June 24, 2003
Getting access to a trade secret can not be an offence if it happens passively: imagine that you receive a letter in the mail containing a CD with the latest UnixWare source code. It can't be an offence to bcc ESR on your e-mail to Caldera on how they want to have the CD returned.
June 24, 2003
Yes, there are certainly circumstances where no problems would ensue. But there are others where it could. My point was and remains: don't step into a legal arena without checking with a lawyer and ideally having one to represent your interests. This isn't an area for amateurs.

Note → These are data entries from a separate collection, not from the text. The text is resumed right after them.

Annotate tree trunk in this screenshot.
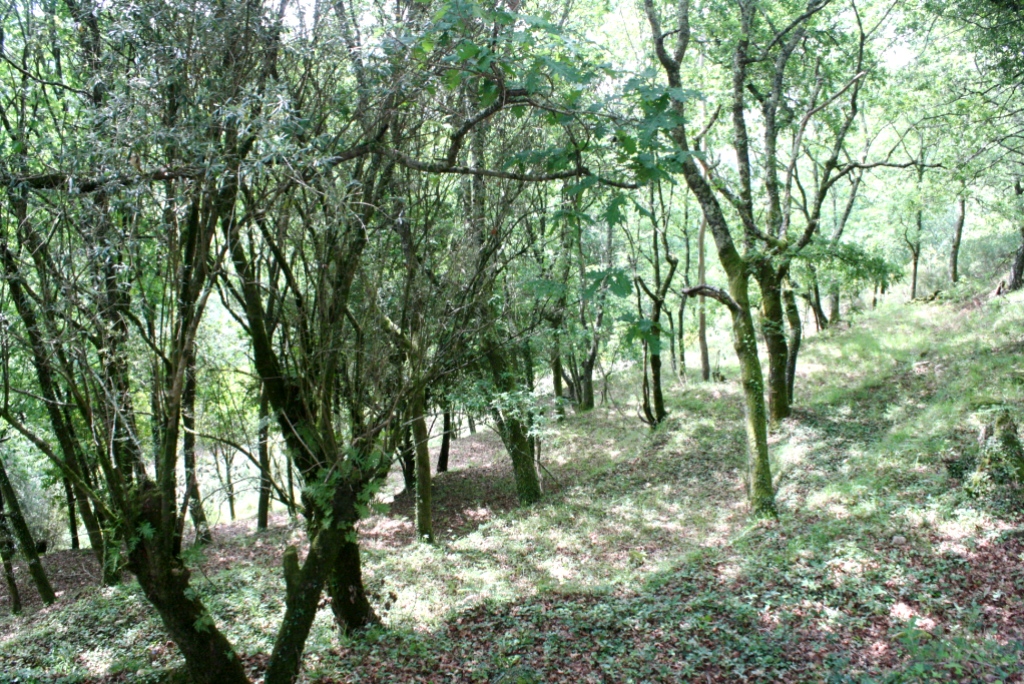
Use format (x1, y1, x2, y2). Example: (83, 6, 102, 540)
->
(1009, 225, 1024, 292)
(697, 217, 710, 381)
(265, 486, 364, 684)
(758, 268, 791, 424)
(806, 265, 827, 331)
(399, 424, 415, 494)
(130, 536, 248, 684)
(728, 277, 777, 518)
(63, 476, 79, 550)
(641, 344, 655, 425)
(910, 249, 920, 301)
(0, 458, 55, 604)
(467, 412, 476, 435)
(411, 388, 433, 542)
(265, 540, 334, 684)
(485, 343, 542, 505)
(437, 407, 452, 473)
(783, 287, 801, 406)
(182, 357, 211, 545)
(577, 344, 598, 412)
(676, 295, 687, 379)
(667, 309, 677, 376)
(0, 506, 21, 614)
(650, 333, 667, 424)
(1008, 182, 1024, 292)
(286, 457, 297, 519)
(950, 196, 965, 284)
(493, 409, 541, 505)
(551, 349, 566, 421)
(827, 288, 840, 326)
(257, 390, 271, 531)
(0, 239, 115, 583)
(224, 453, 236, 521)
(327, 539, 379, 635)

The law is a difficult and very complex field. It is deceptively understandable, as SCO is demonstrating. You can think you are on solid ground, only to find out you are sinking in quicksand. So, to give legal advice when you aren't a lawyer is hazardous to those who follow your advice. Partly that is because it's not like math, where one and one is reliably two. In the law, it's more like chess. There are definite rules, but you still can't predict the outcome in every instance, because there are humans in the picture. Also, although lawyers speak English (in the US), the words don't always mean what they do in a nonlegal context. This can lead to real misundertandings. It's a kind of code. I personally would never sign anything that put me in the middle of a lawsuit without first speaking to my own lawyer, someone representing my interests. And I hope no one else does either.
Eric S. Raymond
July 22, 2003
Unless I completely misundestand the law, simply having had access to someone else's trade secret is never actionable. You have to have *conveyed access to someone else* before you're exposed. And yes, I checked with a lawyer.